Korubo usa o couro de cobra selvagem: "Fui eu mesmo quem a cacei". Foto: Bruna Prado/VICE

O Governo do Estado do Rio de Janeiro, por sua vez, ainda promete restaurar o patrimônio. A Polícia Militar mantém uma viatura próxima ao museu desativado. Procurada pela reportagem, a Secretaria de Estado de Segurança (Seseg) não esclareceu como se dá o plano de policiamento para a região. A Secretaria de Estado de Assistência Social e Direitos Humanos (Seasdh) realizou no ano passado uma audiência pública para a criação de um Conselho Estadual dos Direitos Indígenas, que ainda não foi anunciada. A mesma Seasdh informa ainda que a reestruturação da edificação não é mais de sua responsabilidade.
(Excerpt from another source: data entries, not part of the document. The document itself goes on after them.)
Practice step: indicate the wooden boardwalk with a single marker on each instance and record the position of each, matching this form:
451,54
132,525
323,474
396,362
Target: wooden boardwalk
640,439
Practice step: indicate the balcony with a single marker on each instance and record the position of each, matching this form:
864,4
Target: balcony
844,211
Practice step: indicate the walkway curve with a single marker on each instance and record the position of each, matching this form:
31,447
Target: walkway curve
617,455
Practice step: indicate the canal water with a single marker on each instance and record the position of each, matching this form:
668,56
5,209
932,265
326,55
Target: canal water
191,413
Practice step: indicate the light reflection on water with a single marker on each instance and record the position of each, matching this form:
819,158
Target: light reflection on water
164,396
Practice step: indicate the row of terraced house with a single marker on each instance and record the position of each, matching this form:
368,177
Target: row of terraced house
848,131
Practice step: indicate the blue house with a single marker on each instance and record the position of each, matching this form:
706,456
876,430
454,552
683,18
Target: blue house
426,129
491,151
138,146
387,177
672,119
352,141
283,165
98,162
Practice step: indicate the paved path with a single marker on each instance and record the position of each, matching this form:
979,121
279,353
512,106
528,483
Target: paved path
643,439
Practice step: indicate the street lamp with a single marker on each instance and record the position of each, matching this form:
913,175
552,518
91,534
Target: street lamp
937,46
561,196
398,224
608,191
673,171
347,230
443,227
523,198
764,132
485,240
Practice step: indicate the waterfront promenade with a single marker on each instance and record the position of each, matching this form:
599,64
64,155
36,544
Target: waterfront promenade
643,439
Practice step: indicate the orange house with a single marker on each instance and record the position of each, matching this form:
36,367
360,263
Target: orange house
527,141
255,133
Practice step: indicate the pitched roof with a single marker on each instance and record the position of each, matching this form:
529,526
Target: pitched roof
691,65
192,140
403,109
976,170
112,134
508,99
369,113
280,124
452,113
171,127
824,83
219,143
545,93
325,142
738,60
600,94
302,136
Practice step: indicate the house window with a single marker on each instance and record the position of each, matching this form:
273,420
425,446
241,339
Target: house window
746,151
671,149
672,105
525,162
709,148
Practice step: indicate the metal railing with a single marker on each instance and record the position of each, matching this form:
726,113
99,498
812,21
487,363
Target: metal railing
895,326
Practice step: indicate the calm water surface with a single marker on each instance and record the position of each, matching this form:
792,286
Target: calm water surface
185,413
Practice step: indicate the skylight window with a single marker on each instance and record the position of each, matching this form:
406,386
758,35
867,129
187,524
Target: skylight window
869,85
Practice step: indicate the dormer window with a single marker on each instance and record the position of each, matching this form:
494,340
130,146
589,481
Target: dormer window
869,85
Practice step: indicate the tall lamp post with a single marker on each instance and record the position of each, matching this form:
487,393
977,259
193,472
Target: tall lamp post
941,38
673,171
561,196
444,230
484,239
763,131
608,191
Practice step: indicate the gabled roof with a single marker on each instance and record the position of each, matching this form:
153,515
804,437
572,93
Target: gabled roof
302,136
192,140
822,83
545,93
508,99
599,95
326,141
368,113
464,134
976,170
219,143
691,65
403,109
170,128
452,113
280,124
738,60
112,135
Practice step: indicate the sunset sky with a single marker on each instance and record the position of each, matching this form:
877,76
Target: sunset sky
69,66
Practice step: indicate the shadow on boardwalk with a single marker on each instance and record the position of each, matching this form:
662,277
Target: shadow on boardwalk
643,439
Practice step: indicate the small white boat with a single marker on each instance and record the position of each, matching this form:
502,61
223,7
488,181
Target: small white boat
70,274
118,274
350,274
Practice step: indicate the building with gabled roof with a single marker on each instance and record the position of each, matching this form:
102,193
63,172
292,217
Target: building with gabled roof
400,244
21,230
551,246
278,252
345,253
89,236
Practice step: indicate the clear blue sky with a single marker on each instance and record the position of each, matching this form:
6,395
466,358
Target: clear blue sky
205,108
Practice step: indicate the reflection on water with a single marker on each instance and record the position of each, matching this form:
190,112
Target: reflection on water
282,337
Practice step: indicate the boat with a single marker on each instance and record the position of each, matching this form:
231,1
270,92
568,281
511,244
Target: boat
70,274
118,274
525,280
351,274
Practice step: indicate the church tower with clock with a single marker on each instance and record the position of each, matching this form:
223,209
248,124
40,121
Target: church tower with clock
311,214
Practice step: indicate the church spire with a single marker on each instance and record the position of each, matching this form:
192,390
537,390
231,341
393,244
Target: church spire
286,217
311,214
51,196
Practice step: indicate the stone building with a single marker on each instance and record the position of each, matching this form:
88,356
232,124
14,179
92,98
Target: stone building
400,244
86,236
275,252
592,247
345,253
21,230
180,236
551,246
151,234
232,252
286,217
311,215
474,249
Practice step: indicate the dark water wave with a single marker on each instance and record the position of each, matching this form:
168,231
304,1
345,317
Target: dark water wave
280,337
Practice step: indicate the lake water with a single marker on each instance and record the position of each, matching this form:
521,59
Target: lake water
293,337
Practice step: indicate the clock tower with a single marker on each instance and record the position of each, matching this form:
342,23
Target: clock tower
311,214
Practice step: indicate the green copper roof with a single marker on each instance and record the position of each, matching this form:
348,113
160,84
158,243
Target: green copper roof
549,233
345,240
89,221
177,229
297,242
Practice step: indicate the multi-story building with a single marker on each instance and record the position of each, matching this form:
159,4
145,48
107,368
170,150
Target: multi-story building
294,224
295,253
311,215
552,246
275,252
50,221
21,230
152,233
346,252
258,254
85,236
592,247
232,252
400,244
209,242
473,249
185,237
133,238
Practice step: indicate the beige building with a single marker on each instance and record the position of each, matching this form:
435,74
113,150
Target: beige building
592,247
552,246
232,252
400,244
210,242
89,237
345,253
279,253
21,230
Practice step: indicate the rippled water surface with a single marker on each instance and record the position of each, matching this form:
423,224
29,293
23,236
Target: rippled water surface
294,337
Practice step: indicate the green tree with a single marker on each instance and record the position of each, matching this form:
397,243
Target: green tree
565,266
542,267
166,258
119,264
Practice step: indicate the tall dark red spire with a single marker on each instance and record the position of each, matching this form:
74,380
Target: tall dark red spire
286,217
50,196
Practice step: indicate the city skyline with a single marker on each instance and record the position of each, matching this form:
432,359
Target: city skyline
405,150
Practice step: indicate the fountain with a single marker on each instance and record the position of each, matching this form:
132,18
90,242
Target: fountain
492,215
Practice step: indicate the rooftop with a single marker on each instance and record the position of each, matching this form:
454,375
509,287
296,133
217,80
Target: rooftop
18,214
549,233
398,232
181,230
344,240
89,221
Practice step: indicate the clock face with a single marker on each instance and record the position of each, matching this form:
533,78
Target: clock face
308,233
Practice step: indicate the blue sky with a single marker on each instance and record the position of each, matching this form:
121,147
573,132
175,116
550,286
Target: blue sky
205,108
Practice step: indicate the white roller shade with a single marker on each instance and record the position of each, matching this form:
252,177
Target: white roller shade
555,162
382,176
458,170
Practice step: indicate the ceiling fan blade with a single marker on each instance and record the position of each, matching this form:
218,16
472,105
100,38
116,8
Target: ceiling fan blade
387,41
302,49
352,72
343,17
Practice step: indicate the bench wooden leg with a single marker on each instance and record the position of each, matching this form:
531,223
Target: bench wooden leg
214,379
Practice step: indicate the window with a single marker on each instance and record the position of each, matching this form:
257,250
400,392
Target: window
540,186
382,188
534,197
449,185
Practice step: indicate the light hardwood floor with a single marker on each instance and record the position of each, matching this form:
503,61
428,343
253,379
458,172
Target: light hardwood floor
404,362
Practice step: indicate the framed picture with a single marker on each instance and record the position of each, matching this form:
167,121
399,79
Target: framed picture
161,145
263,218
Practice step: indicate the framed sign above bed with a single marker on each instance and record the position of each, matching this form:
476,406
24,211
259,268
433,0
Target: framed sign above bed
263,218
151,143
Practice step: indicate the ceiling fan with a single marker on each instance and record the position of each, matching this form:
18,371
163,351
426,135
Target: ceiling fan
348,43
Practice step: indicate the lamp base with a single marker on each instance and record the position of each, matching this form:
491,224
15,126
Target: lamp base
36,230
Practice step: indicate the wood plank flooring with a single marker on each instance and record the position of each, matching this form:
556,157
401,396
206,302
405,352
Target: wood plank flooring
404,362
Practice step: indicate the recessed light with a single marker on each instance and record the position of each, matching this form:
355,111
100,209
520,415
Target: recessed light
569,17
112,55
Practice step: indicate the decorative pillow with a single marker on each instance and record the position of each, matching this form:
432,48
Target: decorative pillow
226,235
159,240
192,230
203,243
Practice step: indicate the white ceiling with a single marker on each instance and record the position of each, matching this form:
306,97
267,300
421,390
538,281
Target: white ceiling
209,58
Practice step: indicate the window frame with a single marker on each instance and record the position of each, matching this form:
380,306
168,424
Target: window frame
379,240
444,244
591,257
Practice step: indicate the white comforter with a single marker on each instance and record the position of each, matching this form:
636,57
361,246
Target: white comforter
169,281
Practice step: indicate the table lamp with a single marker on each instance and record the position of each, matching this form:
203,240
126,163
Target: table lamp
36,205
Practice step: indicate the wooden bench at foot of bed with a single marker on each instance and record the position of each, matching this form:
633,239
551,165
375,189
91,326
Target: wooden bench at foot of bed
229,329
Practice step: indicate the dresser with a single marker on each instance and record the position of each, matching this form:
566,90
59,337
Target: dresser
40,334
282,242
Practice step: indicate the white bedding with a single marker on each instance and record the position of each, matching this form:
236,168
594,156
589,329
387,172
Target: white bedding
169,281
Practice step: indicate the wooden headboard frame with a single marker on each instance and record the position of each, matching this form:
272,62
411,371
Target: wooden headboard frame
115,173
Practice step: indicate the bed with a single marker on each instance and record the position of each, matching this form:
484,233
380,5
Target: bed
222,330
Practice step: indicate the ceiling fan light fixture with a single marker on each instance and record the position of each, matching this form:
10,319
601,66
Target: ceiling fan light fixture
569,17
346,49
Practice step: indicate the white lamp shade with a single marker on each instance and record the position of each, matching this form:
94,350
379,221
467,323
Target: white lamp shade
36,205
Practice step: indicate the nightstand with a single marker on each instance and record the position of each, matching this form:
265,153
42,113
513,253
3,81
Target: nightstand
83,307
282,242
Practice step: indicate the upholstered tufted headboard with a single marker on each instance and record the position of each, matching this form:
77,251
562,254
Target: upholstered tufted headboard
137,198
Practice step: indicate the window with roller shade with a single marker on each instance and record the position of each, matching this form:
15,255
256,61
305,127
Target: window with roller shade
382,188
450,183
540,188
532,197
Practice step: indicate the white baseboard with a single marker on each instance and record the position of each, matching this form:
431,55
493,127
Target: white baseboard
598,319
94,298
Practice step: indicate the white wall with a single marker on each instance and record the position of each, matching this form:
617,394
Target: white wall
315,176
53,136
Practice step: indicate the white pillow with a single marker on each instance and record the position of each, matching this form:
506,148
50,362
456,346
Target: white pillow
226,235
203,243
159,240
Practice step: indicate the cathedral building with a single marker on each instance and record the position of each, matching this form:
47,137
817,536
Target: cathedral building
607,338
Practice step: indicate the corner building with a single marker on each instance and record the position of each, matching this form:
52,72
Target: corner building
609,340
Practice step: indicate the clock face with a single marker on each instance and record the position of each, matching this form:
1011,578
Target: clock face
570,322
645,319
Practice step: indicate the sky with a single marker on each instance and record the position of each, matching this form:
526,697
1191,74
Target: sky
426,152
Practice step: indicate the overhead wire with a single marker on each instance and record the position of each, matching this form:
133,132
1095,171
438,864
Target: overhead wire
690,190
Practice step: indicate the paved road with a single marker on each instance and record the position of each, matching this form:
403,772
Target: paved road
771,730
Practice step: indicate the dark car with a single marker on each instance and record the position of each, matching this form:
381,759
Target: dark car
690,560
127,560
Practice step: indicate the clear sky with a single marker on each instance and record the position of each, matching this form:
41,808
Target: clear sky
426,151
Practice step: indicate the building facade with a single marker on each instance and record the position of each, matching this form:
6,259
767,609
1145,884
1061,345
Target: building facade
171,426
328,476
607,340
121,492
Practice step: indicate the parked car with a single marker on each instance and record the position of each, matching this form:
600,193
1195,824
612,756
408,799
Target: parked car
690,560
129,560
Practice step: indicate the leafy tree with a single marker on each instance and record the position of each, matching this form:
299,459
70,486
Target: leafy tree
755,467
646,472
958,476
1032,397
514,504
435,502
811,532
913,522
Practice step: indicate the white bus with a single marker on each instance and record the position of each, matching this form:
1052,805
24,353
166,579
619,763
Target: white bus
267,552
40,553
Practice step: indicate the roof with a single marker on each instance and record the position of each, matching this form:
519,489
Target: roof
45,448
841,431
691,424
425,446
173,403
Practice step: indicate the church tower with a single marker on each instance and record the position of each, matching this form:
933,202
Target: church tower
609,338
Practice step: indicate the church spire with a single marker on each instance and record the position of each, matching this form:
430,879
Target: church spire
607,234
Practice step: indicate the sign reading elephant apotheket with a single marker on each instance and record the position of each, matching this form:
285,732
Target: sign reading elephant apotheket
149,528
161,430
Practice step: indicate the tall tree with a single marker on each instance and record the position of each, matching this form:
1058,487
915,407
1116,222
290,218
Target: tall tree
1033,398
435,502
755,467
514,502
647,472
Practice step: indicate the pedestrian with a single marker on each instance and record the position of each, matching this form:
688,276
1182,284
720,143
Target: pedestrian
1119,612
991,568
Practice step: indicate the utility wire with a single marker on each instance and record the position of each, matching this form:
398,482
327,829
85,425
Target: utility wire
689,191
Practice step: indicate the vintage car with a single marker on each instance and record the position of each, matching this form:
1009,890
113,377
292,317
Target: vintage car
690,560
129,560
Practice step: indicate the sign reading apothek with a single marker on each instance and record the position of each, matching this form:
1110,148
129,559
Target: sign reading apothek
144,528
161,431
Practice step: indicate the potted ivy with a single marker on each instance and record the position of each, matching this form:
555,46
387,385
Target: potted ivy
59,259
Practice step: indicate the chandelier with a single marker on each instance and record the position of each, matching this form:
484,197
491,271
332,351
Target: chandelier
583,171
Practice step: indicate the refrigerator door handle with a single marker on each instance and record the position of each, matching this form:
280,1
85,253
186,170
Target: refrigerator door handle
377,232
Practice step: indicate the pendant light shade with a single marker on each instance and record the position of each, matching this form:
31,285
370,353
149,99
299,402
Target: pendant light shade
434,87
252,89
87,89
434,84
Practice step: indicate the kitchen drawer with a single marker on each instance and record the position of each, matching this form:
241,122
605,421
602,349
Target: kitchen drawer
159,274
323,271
Em nota, a Secretaria de Estado de Cultura (SEC), encarregada de executar o projeto, confirma que avalia a possibilidade de fazer uma parceria com alguma instituição, para recuperar o prédio. A intenção é, informa a nota, implantar um "plano estratégico" e captar os recursos privados ou públicos necessários para o futuro Centro de Referência da Cultura dos Povos Indígenas. Mas a pasta afirma que ainda não há nada oficial que possa ser divulgado.

E é olhando o céu que os descendentes de índios aguardam pelo anúncio de um patrimônio dedicado a culturas tão perseguidas.